Theisen ist kein bequemer Autor, nimmt engagiert und auch kritisch Stellung, um wach zu rütteln, doch mit großer Einfühlung für sein jugendliches Publikum und ohne es – im Wortsinn – aus den Augen zu verlieren.

Die Schüler der Klassen 9a und 9b der Zellerschule und in einer zweiten Einheit rund 50 Neuntklässler des OHG (9a, 9b, 9f, zum Teil aus den Ethik-Gruppen), zusammen mit den begleitenden Lehrern, waren besonders durch eine Sequenz des ehemaligen Nationaltorhüters der syrischen Fußballmannschaft beeindruckt, der mit "Homs is calling" seine Popularität zum Aufruf für die demokratische Bewegung nutzt. Betroffenheit blieb zurück, aber auch Begeisterung für diese Begegnung mit einem hautnah erlebten Autor.

Schriftsteller bereitet eher schwere Themen humorvoll auf

So auch beim kooperierenden Bildungszentrum Wildberg, wo Manfred Theisen einen weiteren Begegnungstag gestaltete – große Motivation, die Themen in Nacharbeit weiter zu vertiefen.

In Wildberg kam Manfred Theisen bei den älteren Schülern – Acht- und Zehntklässlern – mit seinem spürbaren "Draht" zum jungen Publikum genauso gut an, weil er die eher "schweren" Themen rund um "Checkpoint Europa" humorvoll aufzubereiten und mit hoher Authentizität zu vermitteln wusste.

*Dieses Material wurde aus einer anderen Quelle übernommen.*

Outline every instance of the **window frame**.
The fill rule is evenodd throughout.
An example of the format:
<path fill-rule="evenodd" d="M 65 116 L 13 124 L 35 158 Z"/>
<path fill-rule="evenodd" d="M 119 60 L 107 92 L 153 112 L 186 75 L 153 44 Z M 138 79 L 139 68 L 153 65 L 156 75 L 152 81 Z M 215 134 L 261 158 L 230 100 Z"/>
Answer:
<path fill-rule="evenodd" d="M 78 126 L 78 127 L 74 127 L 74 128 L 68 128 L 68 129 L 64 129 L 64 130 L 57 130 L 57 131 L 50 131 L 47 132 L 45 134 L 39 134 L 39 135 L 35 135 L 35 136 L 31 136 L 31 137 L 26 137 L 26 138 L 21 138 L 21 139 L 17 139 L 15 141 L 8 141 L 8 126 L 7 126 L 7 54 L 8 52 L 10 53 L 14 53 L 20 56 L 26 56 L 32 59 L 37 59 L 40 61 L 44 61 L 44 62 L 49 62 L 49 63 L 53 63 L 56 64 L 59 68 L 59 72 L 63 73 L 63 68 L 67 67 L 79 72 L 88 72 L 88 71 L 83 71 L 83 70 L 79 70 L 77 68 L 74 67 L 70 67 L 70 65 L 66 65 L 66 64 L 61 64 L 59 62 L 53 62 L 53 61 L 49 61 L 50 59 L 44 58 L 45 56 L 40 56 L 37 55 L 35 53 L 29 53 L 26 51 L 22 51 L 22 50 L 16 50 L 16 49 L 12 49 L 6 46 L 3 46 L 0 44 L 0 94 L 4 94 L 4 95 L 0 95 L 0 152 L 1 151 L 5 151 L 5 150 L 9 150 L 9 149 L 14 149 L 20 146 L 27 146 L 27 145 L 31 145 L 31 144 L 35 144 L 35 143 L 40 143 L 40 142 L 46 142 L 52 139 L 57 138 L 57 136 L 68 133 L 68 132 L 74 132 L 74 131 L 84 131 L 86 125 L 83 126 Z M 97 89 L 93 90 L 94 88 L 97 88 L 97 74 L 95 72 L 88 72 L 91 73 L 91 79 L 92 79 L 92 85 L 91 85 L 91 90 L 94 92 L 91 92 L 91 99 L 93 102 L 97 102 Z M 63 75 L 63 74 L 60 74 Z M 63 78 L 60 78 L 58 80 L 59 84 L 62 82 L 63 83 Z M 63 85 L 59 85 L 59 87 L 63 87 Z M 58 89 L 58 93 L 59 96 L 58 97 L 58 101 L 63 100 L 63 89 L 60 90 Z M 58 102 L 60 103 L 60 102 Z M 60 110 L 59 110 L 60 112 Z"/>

Ganz anders erlebten im Bildungszentrum die Fünftklässler den Autor der drei "Nerd-forever"-Bände, denen er aus "Im Würgegriff der Schule" vorlas. Die "Flohhüpfer" waren hoch konzentriert bei der Sache, und löcherten den vierfachen Vater Manfred Theisen mit Fragen. Denn der hochbegabte Nerd, Hauptperson des Buchs, ist ein Mobbing-Opfer, das selbst zum Täter wird – ehe er sich verliebt und schließlich zu reflektieren beginnt.

Natürlich hatte Manfred Theisen auch Autogrammkarten dabei – "Die sind noch aus der Zeit vor dem vierten Kind, da seht Ihr mal, wie gut ich früher ausgesehen habe!" –, die er gern für die Schüler signierte.

Auch diesmal ist wohl für alle Kooperationspartner des seit acht Jahren stattfindenden Projektes "Autorenbegegnung in der Schule" die sprichwörtliche Rechnung wieder aufgegangen: junge Leute fürs Lesen zu begeistern.